Any place a breath of air could creep in, he says, so could a tiny
amount of deadly vapor, a smidgen of the poison gas that the nearby
chemical weapons incinerator plans to begin burning in October, after
years of delay, cost overruns and safety concerns.

"And I'll be thinking, what could I do?" said Mr. Robinson, 74, who
lives just a few miles from the Anniston Army Depot, where stockpiles of
deadly nerve gas and mustard gas, some leaking from corroded shells,
rockets and barrels, await destruction in a $1 billion incineration
plant.

"One in each bedroom, two in the living room, one in the kitchen," he
said, running over the windows in his house, and the room he would try
to seal with plastic wrap if an alarm sounded. "No, I couldn't. I'd just
get nervous and give up."

The Anniston Army Depot houses 9 percent of the nation's chemical
weapons stockpile, which, under a global treaty that bans such weapons,
is supposed to be destroyed by 2007. But unlike incinerators on Johnston
Island in the Pacific Ocean and at Tooele, Utah, in the Great Salt Lake
Desert, the weapons bunkers here in this green, hilly region of
northeastern Alabama are surrounded by schools, churches, ball fields,
day care centers, nursing homes and trailer parks.

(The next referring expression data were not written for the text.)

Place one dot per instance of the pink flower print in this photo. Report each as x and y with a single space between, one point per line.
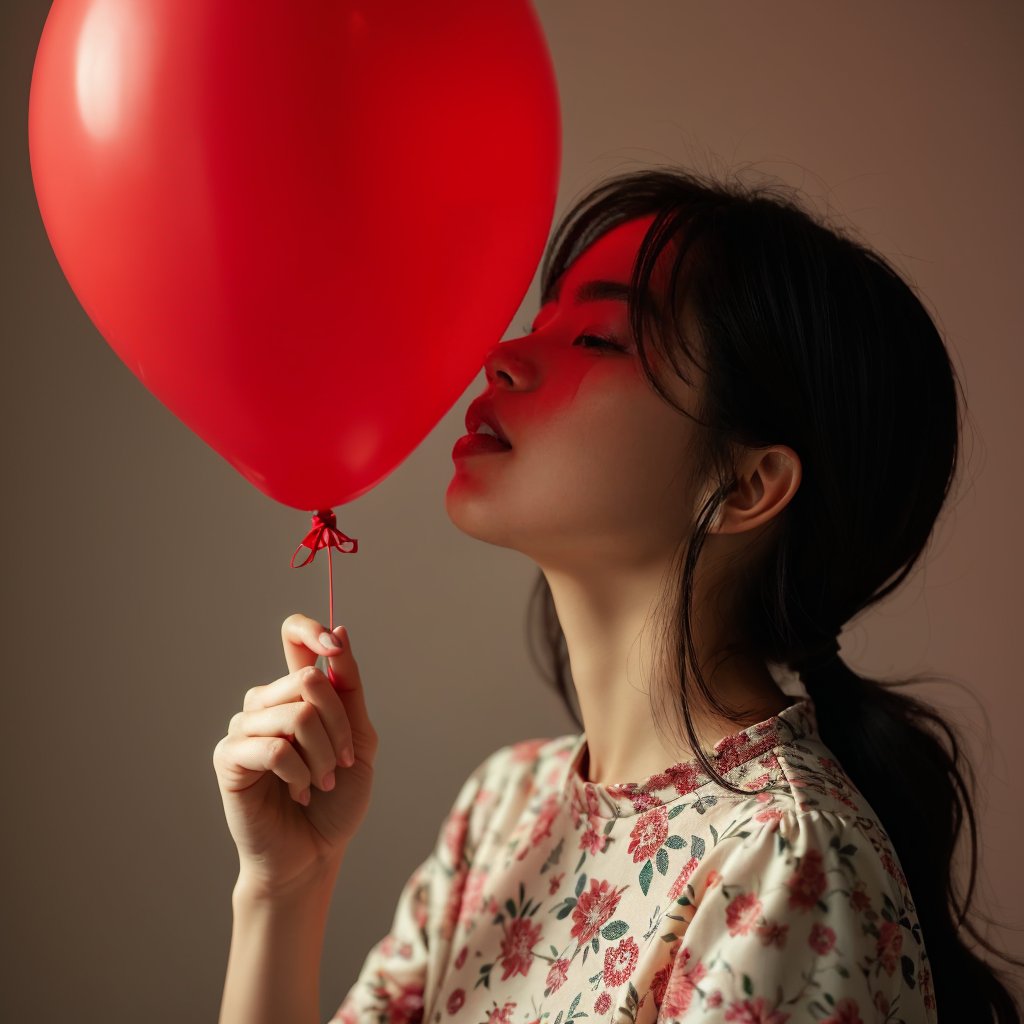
620 962
407 1006
808 882
684 777
773 934
679 991
770 814
594 910
500 1015
520 936
648 835
684 876
889 944
593 842
557 974
742 912
755 1012
846 1012
821 939
455 835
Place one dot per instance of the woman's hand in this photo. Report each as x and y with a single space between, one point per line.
292 803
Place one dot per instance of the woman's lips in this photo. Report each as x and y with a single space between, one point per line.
478 444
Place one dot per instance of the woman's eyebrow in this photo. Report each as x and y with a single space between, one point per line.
594 291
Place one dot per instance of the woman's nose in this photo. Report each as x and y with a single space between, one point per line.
507 364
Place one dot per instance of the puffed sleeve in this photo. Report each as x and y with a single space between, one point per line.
400 969
807 919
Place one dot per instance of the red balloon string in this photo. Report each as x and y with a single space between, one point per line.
325 534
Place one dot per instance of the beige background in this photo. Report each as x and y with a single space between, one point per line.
144 582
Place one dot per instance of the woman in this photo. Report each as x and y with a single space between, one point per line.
730 429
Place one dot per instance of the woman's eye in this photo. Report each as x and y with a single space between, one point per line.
600 342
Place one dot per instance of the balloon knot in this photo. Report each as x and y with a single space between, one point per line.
325 534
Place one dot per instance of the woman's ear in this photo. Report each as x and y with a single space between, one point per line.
766 481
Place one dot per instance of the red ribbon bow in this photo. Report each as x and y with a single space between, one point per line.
325 534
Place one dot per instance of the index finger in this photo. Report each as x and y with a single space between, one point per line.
300 636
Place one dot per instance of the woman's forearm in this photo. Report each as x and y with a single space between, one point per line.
273 964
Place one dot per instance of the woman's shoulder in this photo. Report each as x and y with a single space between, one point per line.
531 763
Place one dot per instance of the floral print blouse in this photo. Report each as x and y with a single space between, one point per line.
548 898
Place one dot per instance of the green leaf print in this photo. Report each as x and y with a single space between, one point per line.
662 857
646 873
567 904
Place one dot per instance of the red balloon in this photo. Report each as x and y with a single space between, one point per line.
301 225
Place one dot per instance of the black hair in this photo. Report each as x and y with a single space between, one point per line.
807 338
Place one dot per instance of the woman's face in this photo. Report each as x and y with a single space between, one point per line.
597 467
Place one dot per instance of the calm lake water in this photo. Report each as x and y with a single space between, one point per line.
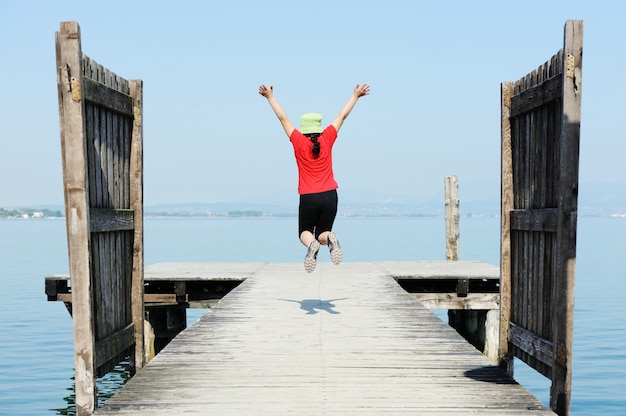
36 351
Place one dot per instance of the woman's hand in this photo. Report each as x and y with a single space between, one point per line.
362 90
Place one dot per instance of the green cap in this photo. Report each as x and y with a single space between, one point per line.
311 123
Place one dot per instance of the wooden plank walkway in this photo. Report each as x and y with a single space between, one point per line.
344 340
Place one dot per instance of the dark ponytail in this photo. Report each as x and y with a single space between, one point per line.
316 145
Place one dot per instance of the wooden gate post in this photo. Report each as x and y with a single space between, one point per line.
101 142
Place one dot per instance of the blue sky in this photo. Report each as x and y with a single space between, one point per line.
434 110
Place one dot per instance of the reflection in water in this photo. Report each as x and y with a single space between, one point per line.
106 386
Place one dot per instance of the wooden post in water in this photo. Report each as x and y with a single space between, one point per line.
479 327
451 184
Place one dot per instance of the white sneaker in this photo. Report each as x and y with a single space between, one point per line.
311 256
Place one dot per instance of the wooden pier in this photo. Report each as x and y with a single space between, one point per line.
343 340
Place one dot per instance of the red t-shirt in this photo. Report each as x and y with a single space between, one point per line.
314 174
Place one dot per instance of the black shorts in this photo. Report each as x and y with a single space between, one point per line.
317 212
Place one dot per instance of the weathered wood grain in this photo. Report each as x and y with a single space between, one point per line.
344 340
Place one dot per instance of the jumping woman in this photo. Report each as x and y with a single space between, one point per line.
317 187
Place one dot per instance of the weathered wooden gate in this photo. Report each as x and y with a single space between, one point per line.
101 140
540 148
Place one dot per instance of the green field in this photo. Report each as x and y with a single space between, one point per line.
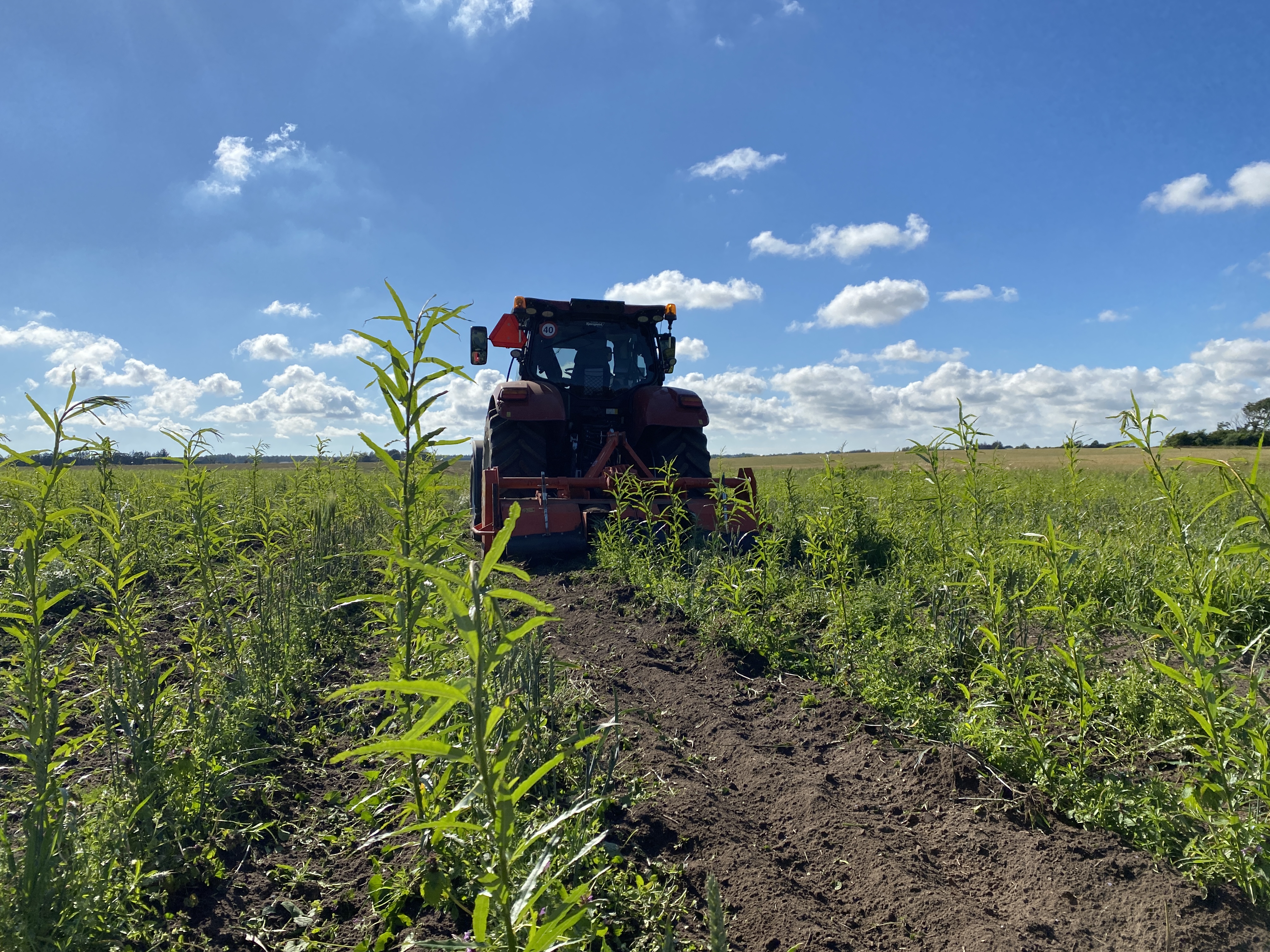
1091 621
288 701
281 707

The Army's scientists say that when the burning starts, at 2,700
degrees, 2,254 tons of the most inhuman weapons ever devised will be
rendered little more dangerous than water vapor. Most of the chemicals
are 40 years old or older and have become obsolete because age has
caused the chemicals to deteriorate and because the necessary guns and
launching platforms no longer exist.

It will take seven years to erase the stockpile, says the Army, which
insists that the risk to the incinerator's neighbors is minimal to
nonexistent and that it is far better to burn these weapons than to let
them sit and crumble.

But similar Army efforts elsewhere, while avoiding disaster, have been
marred by mechanical foul-ups and human error, and some health experts,
environmentalists and residents say it is madness to burn weapons of
mass destruction in a county of 116,000 people.